Refergin to the question, I want to use the reading of 10 bits from the ADC for the 2 8 bits registers of timer 0. I came up with the idea of multiplying the reading from the ADC by 64(16bits reading approximately), then some how transfer that value to TMR0H and TMR0L. I know that by making the multiplication I am lossing some data.

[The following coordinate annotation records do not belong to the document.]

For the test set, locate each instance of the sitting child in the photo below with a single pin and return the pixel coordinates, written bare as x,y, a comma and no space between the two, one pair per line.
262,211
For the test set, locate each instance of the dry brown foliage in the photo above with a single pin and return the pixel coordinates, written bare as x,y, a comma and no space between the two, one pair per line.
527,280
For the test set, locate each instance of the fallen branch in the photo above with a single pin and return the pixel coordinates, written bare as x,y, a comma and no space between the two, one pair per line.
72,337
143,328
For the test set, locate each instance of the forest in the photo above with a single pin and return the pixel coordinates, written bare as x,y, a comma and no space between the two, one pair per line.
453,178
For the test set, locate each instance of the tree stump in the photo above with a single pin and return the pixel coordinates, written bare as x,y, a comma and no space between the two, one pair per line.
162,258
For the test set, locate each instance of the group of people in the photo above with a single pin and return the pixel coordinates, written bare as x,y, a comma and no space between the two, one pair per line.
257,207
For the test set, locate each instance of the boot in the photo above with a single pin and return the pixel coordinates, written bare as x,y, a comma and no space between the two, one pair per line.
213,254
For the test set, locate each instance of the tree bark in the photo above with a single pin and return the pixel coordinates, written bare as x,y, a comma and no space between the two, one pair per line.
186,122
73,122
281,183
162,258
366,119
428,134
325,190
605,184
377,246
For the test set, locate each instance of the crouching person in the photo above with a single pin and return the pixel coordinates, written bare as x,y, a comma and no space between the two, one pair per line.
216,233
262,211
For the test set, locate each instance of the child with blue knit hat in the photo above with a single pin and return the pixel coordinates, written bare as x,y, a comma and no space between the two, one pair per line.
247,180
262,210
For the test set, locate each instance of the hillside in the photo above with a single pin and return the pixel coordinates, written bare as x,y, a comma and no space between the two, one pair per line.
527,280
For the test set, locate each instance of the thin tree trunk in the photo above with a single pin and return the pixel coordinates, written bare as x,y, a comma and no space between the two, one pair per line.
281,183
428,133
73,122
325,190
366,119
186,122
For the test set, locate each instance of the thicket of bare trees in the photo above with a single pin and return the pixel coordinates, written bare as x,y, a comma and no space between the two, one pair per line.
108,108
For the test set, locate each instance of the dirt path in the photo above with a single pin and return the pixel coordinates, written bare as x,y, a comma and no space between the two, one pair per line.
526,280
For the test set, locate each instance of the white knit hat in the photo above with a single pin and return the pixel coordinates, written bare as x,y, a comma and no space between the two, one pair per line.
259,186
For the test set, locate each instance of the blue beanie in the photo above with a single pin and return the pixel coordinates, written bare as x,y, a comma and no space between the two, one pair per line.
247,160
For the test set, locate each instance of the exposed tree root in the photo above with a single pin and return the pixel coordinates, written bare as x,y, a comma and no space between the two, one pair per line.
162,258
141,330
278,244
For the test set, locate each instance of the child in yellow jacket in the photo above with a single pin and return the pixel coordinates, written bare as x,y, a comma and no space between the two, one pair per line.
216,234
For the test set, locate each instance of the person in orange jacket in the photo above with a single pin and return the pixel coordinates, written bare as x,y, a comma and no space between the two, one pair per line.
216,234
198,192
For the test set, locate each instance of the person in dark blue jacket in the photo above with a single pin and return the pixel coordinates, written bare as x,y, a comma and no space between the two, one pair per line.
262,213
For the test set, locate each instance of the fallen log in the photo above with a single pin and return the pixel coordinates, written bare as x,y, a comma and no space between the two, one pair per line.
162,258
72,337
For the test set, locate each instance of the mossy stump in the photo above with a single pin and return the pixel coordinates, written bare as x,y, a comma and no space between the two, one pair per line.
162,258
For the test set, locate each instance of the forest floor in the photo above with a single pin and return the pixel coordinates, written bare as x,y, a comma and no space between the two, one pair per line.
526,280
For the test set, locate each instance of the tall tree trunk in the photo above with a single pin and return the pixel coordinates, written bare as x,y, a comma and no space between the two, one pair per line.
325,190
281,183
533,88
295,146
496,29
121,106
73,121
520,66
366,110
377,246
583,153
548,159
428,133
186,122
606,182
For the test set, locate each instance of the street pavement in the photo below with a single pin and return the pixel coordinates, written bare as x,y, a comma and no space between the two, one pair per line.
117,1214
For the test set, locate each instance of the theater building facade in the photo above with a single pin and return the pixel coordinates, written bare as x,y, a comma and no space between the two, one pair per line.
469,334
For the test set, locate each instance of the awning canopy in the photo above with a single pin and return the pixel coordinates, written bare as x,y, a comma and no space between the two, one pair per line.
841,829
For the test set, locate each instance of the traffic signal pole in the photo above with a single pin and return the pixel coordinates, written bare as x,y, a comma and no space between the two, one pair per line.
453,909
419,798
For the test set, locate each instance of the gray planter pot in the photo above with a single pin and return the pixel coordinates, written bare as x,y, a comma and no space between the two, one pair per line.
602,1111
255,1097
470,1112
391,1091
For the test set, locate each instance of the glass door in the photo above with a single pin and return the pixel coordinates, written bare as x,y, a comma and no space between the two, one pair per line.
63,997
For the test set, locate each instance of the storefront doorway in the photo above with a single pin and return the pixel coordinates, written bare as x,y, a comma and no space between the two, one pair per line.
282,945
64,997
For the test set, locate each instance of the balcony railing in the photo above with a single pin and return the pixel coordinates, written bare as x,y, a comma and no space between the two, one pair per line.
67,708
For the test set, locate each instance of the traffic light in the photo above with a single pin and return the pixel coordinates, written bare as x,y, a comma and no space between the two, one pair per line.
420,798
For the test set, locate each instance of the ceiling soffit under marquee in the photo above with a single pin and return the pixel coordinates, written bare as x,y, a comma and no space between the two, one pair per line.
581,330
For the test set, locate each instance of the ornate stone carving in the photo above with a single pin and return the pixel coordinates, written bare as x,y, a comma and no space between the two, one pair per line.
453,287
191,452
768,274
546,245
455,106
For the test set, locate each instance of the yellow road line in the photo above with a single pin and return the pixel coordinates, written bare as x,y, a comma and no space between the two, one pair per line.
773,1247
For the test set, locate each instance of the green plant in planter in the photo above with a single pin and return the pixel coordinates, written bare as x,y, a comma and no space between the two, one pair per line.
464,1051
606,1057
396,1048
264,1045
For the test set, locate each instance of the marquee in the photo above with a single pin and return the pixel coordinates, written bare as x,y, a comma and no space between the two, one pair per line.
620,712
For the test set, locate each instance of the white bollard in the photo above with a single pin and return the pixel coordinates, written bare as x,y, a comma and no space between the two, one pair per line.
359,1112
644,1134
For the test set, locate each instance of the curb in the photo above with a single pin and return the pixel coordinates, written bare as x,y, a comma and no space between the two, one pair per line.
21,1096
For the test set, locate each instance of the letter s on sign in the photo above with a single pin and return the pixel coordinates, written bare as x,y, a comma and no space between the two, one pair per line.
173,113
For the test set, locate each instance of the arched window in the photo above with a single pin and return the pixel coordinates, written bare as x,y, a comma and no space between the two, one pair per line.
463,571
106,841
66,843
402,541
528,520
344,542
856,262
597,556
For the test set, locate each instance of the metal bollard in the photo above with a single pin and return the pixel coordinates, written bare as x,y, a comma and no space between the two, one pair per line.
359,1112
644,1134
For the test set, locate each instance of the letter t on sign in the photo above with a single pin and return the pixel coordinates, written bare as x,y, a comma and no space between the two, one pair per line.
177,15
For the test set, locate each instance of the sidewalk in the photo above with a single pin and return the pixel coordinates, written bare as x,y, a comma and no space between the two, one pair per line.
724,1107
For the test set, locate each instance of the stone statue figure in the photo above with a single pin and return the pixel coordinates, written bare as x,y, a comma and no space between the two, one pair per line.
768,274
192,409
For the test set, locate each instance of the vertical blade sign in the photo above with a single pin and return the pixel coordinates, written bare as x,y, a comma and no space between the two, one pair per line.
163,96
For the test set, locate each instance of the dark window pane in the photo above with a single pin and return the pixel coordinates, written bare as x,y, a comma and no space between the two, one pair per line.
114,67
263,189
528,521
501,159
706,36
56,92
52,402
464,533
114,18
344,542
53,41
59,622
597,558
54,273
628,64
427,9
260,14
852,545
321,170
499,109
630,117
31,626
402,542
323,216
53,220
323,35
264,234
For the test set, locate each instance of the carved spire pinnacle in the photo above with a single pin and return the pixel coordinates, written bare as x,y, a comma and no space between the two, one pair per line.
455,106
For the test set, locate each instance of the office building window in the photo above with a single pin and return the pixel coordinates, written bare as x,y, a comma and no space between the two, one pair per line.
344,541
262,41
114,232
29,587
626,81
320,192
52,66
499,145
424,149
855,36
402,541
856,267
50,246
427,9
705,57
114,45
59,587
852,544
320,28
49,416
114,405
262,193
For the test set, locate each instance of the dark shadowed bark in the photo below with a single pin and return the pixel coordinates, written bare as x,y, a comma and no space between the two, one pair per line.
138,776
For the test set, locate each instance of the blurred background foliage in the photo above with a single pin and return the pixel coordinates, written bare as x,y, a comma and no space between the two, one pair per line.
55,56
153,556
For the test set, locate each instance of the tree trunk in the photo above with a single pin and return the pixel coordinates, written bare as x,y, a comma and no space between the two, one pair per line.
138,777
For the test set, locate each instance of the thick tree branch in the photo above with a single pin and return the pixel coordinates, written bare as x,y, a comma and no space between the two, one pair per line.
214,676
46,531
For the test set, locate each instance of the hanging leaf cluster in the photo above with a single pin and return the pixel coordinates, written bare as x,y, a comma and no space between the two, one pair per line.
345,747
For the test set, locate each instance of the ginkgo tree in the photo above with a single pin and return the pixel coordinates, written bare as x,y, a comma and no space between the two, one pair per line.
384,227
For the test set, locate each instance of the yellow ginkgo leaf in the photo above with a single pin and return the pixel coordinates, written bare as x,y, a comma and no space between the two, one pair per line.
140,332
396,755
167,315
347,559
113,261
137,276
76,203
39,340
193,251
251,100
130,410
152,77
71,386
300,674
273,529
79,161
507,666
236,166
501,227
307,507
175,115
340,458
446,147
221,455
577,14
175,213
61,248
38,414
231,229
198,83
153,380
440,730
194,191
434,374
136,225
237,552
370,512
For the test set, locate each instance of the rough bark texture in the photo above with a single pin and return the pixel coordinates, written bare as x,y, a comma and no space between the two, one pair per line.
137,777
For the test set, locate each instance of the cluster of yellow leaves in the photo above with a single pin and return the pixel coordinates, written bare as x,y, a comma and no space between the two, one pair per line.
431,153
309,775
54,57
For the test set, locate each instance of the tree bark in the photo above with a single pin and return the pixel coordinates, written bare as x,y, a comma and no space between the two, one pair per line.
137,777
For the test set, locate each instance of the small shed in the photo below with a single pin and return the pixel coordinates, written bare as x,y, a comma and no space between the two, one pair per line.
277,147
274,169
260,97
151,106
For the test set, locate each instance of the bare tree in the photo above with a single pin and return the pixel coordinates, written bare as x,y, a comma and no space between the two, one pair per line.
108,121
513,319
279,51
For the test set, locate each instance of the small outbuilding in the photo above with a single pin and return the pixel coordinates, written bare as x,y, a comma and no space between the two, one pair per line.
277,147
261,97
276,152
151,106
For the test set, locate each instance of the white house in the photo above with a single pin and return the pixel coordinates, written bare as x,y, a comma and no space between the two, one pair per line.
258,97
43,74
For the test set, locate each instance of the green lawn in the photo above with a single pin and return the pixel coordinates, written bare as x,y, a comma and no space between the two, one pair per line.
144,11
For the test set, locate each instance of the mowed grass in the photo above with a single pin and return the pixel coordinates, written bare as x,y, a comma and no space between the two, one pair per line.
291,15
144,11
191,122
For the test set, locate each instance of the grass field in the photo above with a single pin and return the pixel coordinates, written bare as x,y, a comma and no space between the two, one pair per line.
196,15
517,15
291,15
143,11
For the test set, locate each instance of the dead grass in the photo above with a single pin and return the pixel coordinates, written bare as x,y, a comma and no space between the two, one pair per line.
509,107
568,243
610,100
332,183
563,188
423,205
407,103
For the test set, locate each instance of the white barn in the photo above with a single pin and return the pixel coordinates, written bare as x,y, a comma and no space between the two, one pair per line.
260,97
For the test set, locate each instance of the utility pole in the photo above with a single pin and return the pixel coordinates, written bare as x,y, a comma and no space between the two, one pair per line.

I havent found a way of accomplish the change between the 16 bits register to the 2 8 bits registers. I tried using bit masking with shift operators.

void interrupt ISR(){
    //Check if it is TMR0 Overflow ISR
    if(INTCONbits.TMR0IE && INTCONbits.TMR0IF){//TMR0 Overflow ISR
            if(giro){
                    if(aux && PORTD == aux){
                        PORTD = 0x01;
                    }else{
                        PORTD <<=1;
                    }
                }else{
                    if(PORTD == 0x01){
                        PORTD = aux;
                    }else{
                        PORTD >>= 1;
                        }
                }    

        TMR0H  = (auxADC && 0xFF00) >> 8;
        TMR0L  = auxADC && 0xFF;
        INTCONbits.TMR0IF = 0;
    }
}

There is no problem compiling the code, but when debuggin the code with the pickit 3 the values of TMR0H and TMR0L dont change properly, they dont update with the low and high part of auxADC.

Thanks a lot!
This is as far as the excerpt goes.